Most of the President’s record regarding the institution of gay and lesbian marriage reflects that of a man who fully supports the idea, yet won’t openly endorse it for fear of political blowback. It would appear, from an outsider’s perspective, that the evolution referred to in the President’s stance on same-sex marriage refers not to his personal beliefs but to public opinion on the matter. The Obama White House is taking a gamble in explicitly stating support for gay and lesbian marriage that the country is ready to support gay and lesbian marriage. In an election where the outcome will ultimately be decided by a handful of swing states as per usual, the fear is that support for same-sex marriage would turn off crucial moderate voters in places like Ohio, Florida and Virginia. However, this was a risk that the President had to take to show the world that he was on the right side of the inevitable generational sea change regarding LGBT relations that is sure to come to fruition within the next few years.
A lot of press was given recently to the passage of Amendment 1 in North Carolina, which officially defines marriage as between a man and a woman within the North Carolina constitution. North Carolina is the 30th state to adopt such an amendment and the 61% of North Carolinians who voted for it at the ballot box gave yet another shot across the bow at perceived enemies of traditional marriage. Such sentiments are understandable if not endorsable from a group of Americans who feel as though their personal morality has been under attack recently. Yet, I would point to the “evolution” of the institution of marriage in this country and abroad to question the validity of the argument for defining marriage based on tradition and precedent.
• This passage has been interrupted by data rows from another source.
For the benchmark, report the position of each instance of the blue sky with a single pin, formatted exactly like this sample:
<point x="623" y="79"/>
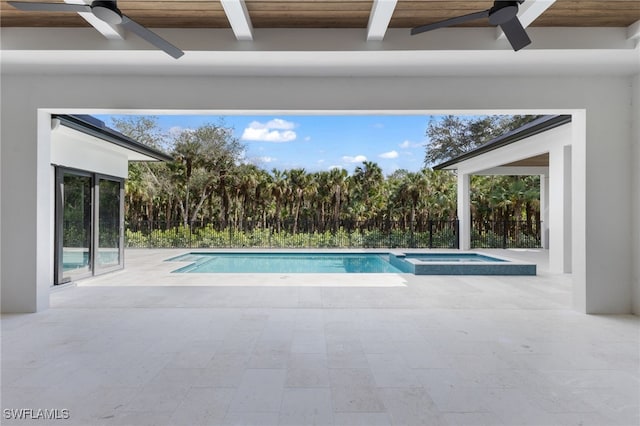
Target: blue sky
<point x="318" y="143"/>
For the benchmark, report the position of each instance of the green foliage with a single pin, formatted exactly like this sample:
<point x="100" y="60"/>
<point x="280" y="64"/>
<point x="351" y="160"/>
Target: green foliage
<point x="454" y="135"/>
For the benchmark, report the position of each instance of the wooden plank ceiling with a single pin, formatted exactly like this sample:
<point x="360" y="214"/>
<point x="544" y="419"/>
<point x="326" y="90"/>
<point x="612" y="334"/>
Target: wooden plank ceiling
<point x="328" y="13"/>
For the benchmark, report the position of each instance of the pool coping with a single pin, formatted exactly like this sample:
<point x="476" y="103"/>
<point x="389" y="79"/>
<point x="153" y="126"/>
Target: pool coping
<point x="505" y="265"/>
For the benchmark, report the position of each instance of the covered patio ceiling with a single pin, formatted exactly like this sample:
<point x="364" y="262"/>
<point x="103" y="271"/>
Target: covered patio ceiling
<point x="334" y="13"/>
<point x="327" y="38"/>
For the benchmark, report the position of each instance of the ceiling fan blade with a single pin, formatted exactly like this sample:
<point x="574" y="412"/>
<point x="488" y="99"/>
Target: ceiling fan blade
<point x="151" y="37"/>
<point x="450" y="22"/>
<point x="50" y="7"/>
<point x="516" y="34"/>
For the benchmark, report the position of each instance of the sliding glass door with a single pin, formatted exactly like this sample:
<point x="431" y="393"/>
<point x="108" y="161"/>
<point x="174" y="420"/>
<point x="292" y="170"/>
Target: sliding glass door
<point x="109" y="230"/>
<point x="89" y="218"/>
<point x="75" y="236"/>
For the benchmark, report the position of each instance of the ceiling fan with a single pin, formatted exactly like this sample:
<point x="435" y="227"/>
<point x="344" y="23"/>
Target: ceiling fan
<point x="503" y="13"/>
<point x="107" y="11"/>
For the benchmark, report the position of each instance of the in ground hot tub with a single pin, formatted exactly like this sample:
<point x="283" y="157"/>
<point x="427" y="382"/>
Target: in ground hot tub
<point x="463" y="263"/>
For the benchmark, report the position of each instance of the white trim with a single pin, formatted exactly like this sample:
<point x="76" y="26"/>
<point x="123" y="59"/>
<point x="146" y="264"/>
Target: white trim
<point x="379" y="19"/>
<point x="633" y="31"/>
<point x="529" y="11"/>
<point x="236" y="11"/>
<point x="514" y="171"/>
<point x="109" y="31"/>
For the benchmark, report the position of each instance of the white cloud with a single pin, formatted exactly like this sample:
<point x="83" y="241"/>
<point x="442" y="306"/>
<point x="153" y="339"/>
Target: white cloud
<point x="276" y="130"/>
<point x="390" y="154"/>
<point x="408" y="144"/>
<point x="356" y="159"/>
<point x="175" y="131"/>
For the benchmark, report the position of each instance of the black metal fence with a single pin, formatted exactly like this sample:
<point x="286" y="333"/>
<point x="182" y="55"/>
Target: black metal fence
<point x="344" y="234"/>
<point x="506" y="234"/>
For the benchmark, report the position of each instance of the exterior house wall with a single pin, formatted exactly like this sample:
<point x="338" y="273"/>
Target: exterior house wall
<point x="557" y="142"/>
<point x="635" y="121"/>
<point x="602" y="271"/>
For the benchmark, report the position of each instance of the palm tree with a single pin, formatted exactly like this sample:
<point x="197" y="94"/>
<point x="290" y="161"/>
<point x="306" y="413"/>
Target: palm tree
<point x="279" y="191"/>
<point x="338" y="185"/>
<point x="297" y="180"/>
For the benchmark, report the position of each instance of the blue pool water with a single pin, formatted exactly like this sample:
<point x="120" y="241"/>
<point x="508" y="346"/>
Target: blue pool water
<point x="286" y="263"/>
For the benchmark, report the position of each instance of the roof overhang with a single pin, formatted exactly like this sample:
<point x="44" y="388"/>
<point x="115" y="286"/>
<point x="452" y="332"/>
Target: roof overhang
<point x="134" y="150"/>
<point x="536" y="127"/>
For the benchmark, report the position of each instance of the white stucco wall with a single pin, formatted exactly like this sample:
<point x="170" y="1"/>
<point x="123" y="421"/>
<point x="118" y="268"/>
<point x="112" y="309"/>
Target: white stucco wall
<point x="602" y="278"/>
<point x="635" y="118"/>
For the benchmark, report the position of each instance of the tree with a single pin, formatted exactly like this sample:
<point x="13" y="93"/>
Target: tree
<point x="206" y="158"/>
<point x="453" y="135"/>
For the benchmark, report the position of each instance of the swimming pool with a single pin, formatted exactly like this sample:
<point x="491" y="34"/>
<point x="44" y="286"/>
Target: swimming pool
<point x="431" y="263"/>
<point x="319" y="263"/>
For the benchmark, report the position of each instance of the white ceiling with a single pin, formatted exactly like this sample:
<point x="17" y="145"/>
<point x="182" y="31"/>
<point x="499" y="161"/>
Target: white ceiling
<point x="325" y="52"/>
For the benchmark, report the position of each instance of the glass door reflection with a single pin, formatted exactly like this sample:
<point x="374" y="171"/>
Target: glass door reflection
<point x="76" y="235"/>
<point x="109" y="232"/>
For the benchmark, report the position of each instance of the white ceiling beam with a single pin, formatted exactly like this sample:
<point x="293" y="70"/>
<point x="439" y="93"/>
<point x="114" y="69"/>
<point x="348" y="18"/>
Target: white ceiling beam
<point x="379" y="19"/>
<point x="529" y="11"/>
<point x="111" y="32"/>
<point x="238" y="16"/>
<point x="633" y="31"/>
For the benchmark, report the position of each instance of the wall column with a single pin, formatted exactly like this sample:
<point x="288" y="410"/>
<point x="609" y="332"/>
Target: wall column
<point x="464" y="211"/>
<point x="544" y="210"/>
<point x="560" y="209"/>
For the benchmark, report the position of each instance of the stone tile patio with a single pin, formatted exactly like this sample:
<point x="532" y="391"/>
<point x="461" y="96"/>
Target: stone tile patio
<point x="144" y="347"/>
Before the 18th century and the birth of the Enlightenment, the idea of marriage for romantic or personal reasons in Europe and America wasn’t acknowledged. The institution of marriage was predominantly a way to join together two households and ensure the future fiscal and procreative health of the people involved. Arranged marriages were quite common and were more economic than social in their nature. In America and Britain throughout the majority of the 19th century, the law of the land was something known as coverture, which can best be described as government-sponsored, gender-specific slavery. As described in William Blackstone’s Commentary on the Laws of England, man and woman became one entity upon marriage and stated that, “the very being and legal existence of the woman is suspended during the marriage, or at least is incorporated into that of her husband.” This decimation of the rights of women was enacted in many states during the 19th Century in the Married Women’s Property Acts.
As ThinkProgress pointed out shortly after the passage of Amendment 1, the last time that a amendment was passed in the North Carolina constitution was to outlaw interracial marriage back in 1875. The amendment stated that, “all marriages between a white person and a negro, or between a white person and a person of negro descent to the third generation inclusive, are hereby forever prohibited.” And if you feel inclined to chalk this up as ancient history, I would gently remind readers that it was only 45 years ago that the Supreme Court deemed all anti-miscegenation laws unconstitutional and at that time 16 states had bans on interracial marriage. Not so coincidentally 15 of those 16 of those states currently have constitutional bans on same-sex marriage, while Delaware merely has a statute banning same-sex marriage.
Supporting same-sex marriages was something that the Obama Administration had to sooner, rather than later. By doing so they are aligning themselves with the future and not with the past. While it is possible to see the move as a political liability for the upcoming election, it will be a boon for future elections as the GOP will continue to back itself into an increasingly tight conservative corner. Young twenty-somethings of all stripes don’t really see the big deal about same-sex marriage and, as President Obama pointed out when referencing his daughters and their school friends with same-sex parents, today’s children will grow up to be even more tolerant and broad-minded. People made light of Vice President Biden citing shows like Will & Grace as being influential in the shaping of American views on gays and lesbians, but there is a great deal of truth to it. The idea that an openly lesbian woman like Ellen Degeneres would have the nation’s most popular daytime talk show would have been unthinkable even 15 years ago. Through television and through beloved relatives feeling empowered to come out to friends and family about their sexuality, it is becoming nearly impossible not to feel kinship or affinity for members of the LGBT community, no matter what your personal or religious beliefs. In twenty years, we’ll look back on this announcement and we won’t be wondering about its morality or political soundness…we’ll be wondering why it took so damn long to happen.